McGill nodded. “Sure. Remember one thing, won’t you, Jim?”
“What?”
“Port is left and starboard is right.”
“EVERYONE BELTED IN SAFE? I got around five minutes showing.”
“Assuming the clock’s working, Captain,” said Marcey Cortling, “and that it won’t go the way of Mom.” Steve Romero had finally switched off Mom, with the help of Mike Man.
The computer control had been deteriorating with increasing speed, leading to the motherly Kansas voice gibbering out streams of numbers and abstruse mathematical formulae in high-pitched, fluting tones.
Kyle Lynch’s voice came through the intercom. “Checked the data on reentry comp control, and it all looks like an ace on the line. Can’t find anything wrong.”
Jim Hilton laughed. “Comes under the category of famous last words, Kyle.”
As the Aquila encountered the top surface of the atmosphere, it was beginning to vibrate. The outside sensors were already inching up the temp scale, out of the green and into the pale yellow section of the repeater dials, but still way short of the crimson segment.
“Least we might be able to get a better view of Earth once we break through.” Kyle was gripping the arms of his seat with white-knuckled fists. “Cameras and deep-focus lenses all show a blur.
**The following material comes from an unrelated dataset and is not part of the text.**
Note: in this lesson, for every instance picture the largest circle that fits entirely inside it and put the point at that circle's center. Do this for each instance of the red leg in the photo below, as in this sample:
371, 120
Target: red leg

Could be cloud cover, but you wouldn’t expect the whole planet to be shrouded like that.”
The shaking was building up, and the interior of the ship was filled with a piercing humming noise.
The temperature was out of the yellow and sliding fast toward orange.
“Hang on, everybody,” said Jim Hilton, calm as if he were taking the twins for an afternoon drive into the Hollywood Hills. “Here we go.”